Whole-mount in situ hybridization to detect vav expression in Drosophila embryos. Anterior is toward the left in all panels. A, Vav is ubiquitously expressed in the cellular blastoderm. B, Lateral view of a stage 11 embryo when the germ band is extended, showing vav expression in the midline primordium and the head. C, Stage 13 germ band-retracted embryo. Lateral view shows vav expression in the embryonic midline (white arrow) and in the midgut (a region with higher levels of vav expression is indicated with a white arrowhead). D, Ventral view of stage 15 embryo highlighting vav expression in the midline (white arrow). E, F, Colocalization of vav mRNA and midline marker proteins in stage 15 embryos.

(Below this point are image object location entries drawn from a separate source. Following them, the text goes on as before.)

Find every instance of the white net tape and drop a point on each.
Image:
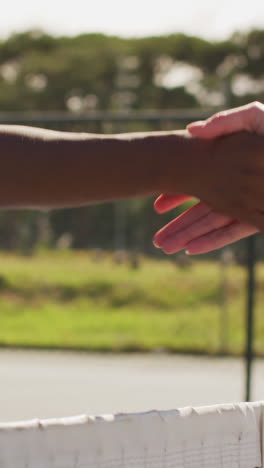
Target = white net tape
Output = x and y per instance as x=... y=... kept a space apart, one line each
x=226 y=436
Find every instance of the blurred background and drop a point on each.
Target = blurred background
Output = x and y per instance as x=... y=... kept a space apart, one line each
x=89 y=278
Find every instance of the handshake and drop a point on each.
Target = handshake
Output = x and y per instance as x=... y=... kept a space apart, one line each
x=232 y=206
x=219 y=161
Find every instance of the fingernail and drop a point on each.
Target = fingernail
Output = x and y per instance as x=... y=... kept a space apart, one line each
x=199 y=123
x=155 y=244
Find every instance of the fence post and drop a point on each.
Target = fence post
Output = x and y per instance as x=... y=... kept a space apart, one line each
x=251 y=286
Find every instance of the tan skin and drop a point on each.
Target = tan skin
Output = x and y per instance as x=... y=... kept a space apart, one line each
x=47 y=169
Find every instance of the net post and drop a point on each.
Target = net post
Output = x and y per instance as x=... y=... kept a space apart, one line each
x=251 y=286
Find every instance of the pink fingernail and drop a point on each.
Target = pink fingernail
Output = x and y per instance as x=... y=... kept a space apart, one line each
x=199 y=123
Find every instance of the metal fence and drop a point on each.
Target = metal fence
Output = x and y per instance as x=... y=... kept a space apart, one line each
x=107 y=122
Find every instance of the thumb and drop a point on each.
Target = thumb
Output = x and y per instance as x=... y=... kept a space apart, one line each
x=166 y=203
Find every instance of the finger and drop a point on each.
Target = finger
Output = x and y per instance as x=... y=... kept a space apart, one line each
x=166 y=203
x=181 y=222
x=230 y=121
x=203 y=226
x=220 y=238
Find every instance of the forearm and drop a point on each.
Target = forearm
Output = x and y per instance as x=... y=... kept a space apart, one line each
x=46 y=169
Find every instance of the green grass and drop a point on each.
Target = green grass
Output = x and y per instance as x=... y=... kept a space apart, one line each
x=71 y=300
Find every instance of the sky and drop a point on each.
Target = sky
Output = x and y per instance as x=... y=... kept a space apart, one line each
x=211 y=19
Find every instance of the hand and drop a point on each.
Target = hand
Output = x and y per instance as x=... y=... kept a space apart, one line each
x=201 y=229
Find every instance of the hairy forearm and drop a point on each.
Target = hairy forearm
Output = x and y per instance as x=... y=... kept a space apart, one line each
x=46 y=169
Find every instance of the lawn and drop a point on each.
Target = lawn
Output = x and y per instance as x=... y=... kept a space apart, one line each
x=80 y=300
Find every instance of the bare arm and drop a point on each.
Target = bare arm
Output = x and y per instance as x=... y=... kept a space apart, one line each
x=47 y=169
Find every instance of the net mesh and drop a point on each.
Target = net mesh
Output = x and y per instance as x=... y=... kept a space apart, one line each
x=226 y=436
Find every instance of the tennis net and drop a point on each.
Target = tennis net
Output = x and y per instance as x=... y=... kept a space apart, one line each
x=224 y=436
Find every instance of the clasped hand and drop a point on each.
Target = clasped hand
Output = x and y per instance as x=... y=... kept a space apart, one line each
x=202 y=229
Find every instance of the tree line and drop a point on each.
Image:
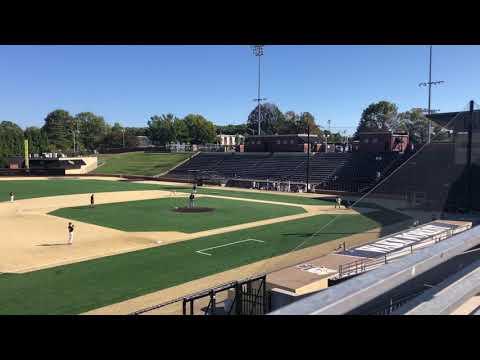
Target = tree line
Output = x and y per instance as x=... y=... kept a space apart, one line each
x=91 y=132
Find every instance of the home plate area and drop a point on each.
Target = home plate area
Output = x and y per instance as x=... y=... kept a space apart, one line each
x=204 y=251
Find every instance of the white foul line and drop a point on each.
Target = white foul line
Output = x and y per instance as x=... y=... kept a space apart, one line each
x=215 y=247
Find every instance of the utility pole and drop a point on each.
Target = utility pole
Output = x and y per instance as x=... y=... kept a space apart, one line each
x=73 y=132
x=469 y=158
x=258 y=52
x=429 y=84
x=308 y=158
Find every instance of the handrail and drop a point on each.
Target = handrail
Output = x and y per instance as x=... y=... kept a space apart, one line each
x=345 y=269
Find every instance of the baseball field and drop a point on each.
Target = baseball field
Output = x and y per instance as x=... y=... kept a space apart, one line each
x=134 y=243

E, Left, Confocal views of vav fluorescent in situ hybridization. Vav transcripts (red) colocalize with wrapper proteins (green), showing that vav is expressed in anterior and medial midline glia (yellow arrowhead) plus other cells where Wrapper expression is excluded (red arrowhead). Right, High magnification of region shown in the dashed rectangle. Wrapper expression alone is shown at the top, vav expression in the middle, and merged staining at the bottom. F, Left, Distribution of vav transcripts (blue) with regard to X55 enhancer-trap expression (brown) driven in midline neurons and posterior midline glia (MGP). Vav is expressed in the MGP (white arrowhead) and a subset of neurons (black arrowhead). Right, High magnification of the segment in the dashed box showing vav expression in both glial and neuronal midline cells.

Figure 2.

Characterization of the vav deletion mutants. A, Schematic representation of the vav locus and mutations. Exons are represented by blue boxes, surrounding genes by purple boxes, and the P-element by an orange box. Shown in red is the vav 5′ untranslated region (UTR). Dashed lines indicate that the gene sequences continue but are not represented in entirety. Horizontal arrows designate transcription start sites for vav, for the gene located upstream and for the gene within the third exon of vav. Half-arrows (a–f) show the positions and directions (from 5′ to 3′) of the different primers used to determine the deletion endpoints of the three vav mutant alleles by PCR. vav¹, vav², and vav³ are the deletion mutants derived from y¹P{SUPor-P}vav^KG02022 by P-element imprecise excisions. The size of the deletions is indicated. For the three mutants, the vav locus is represented by a line and the region between brackets corresponds to the deletion. B, C, Vav expression is abolished in mutants. Anterior is to the left. Stage 15 embryos stained for β-gal (brown, immunostaining) and vav (blue, in situ hybridization). B, Vav²/FM7-eve-LacZ. The balancer chromosome gives positive β-gal staining and expresses the vav gene. Wt, Wild type. C, vav² mutant shown by the absence of β-gal staining. The vav gene is not expressed. D, Table illustrating the rescue experiments. Crosses are described in Materials and Methods. The numbers of the adult males progeny are indicated in the table showing that the ubiquitous ectopic expression of vav but not trio can rescue the vav mutant lethality.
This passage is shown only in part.